Opinioni

The Italian Lockdown – Cronache da un Paese in Quarantena: 32. Notizie dal fronte. Nuove opportunità

Nuovi annunci da Palazzo Chigi. Una mail dal fronte. Un’amica veramente cara. Madre in versione Trump. La vita è musica.

Lunedì, 27 aprile 2020.

L’uomo dal lungo naso, che per ignote ragioni risiede a Palazzo Chigi, come ama definirlo mio fratello, è ricomparso ieri sera in tv, verso le otto e mezzo di sera. E’ partito bene, poi man mano si è un po’ perso.

giuseppe conte

Si vede che il discorso non glielo hanno scritto al meglio, dice Luciano.
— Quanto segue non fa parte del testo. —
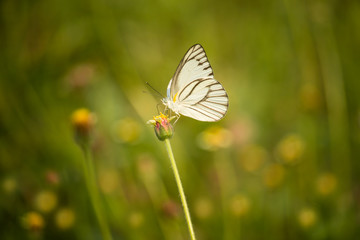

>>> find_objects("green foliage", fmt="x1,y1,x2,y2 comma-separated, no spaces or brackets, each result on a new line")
0,0,360,240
Io ho capito solo che il 4 maggio scatta la fase due, ma ancora di riaprire i pub non se ne parla e quindi per me non cambia proprio nulla. Così, mi è salito lo sconforto e sono andata a letto senza nemmeno curarmi di sparecchiare.

Mi sveglio verso le quattro del mattino e trovo una nuova mail di Alberto. Inviata un’ora prima. Anche lui, mi sa che dorme poco e male.

Questa te la devo raccontare, dice il titolo del messaggio.

Nella struttura che ospita i pazienti infetti da Covid, ormai, l’età si è abbassata. Gli anziani, spesso, non ce l’hanno fatta e la maggior parte di quelli che restano è abbastanza giovane. Diciamo tra i 40 e i 50 anni.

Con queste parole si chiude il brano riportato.